Wellington City councillors are cooling off after a “shambles” of a budget meeting yesterday, but some of the biggest fallout is over why the Deputy Mayor voted against tripling the cycleway budget.

It was all to do with an amendment by climate change portfolio leader councillor Tamatha Paul.

She wanted to increase the existing proposed cycleway budget to up to $200 million. Currently the proposed capex spend is $61 million over the next 10 years.

For a moment it looked like Paul might have got the numbers, which would have drastically changed the Mayor’s draft Long Term Plan and pushed the city past its proposed 225 per cent debt-to-income ratio.

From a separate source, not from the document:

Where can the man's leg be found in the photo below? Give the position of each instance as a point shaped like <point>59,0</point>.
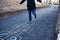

But in the end, it was narrowly voted down 8-7, with Green ticket Deputy Mayor, and cycling portfolio leader, Sarah Free tipping the scales.

She told the Herald this afternoon she was very concerned adding such a large amount to the cycleway budget would create both financial and deliverability risks.

Free said council officer advice was clear such an increase put into question the availability of materials as well as both industry and internal capacity.

“There was a risk of over-promising on something we would struggle to deliver.”

She also noted myriad cost pressures facing the council including water pipes, insurance costs, the Central Library, Civic Square, social housing, sludge treatment, key city venues, and further investment in Let’s Get Wellington Moving.

Free also wanted to keep some debt headroom for future spending.

She maintained she has an unswerving commitment to delivering cycling infrastructure for the city, pointing to examples on Hutt Rd, Oriental Bay and the Evans Bay coastal route.

“But my experience shows that a steady, concerted effort is the way to go, building community buy-in and support along the way.”

Green Southern Ward councillor Laurie Foon initially indicated to her colleagues that she could also not support Paul’s proposal.

She told the Herald she was concerned the move would result in the council taking on much higher debt than advised by officers.

“Putting the city into more debt at this time doesn’t sit well deep in my gut as we are hearing about councils, like Auckland, who have had big consequences through doing this.”

Foon also said she learnt through running her own business the risks of moving too fast.

“There is also still a lot of work to do to help people understand that sharing our street space is for the common good and delivers equity.”

But during a break before councillors voted, Foon changed her mind, realising the investment was everything she had stood for.

However, by that time, the writing was on the wall that her vote wasn’t enough to get the proposal across the line.

She tabled her own amendment to deliver an extra $45m into the cycleway connections programme, while keeping within the council’s debt limit.

Foon doubted she would have got support for her proposal without Paul’s “bold” amendment beforehand.

Free said she was happy to support Foon’s proposal because it added to the budget from years four to 10, which allowed time to grow the construction market and get more resources.

Both Foon and Free noted the investment was on top of the $220m set aside for Let’s Get Wellington Moving’s City Streets investment in walking, cycling, and bus priority lanes.

Free noted this compared with the 2018 Long Term Plan spend of $74.6m to deliver the council’s Cycling Master Plan.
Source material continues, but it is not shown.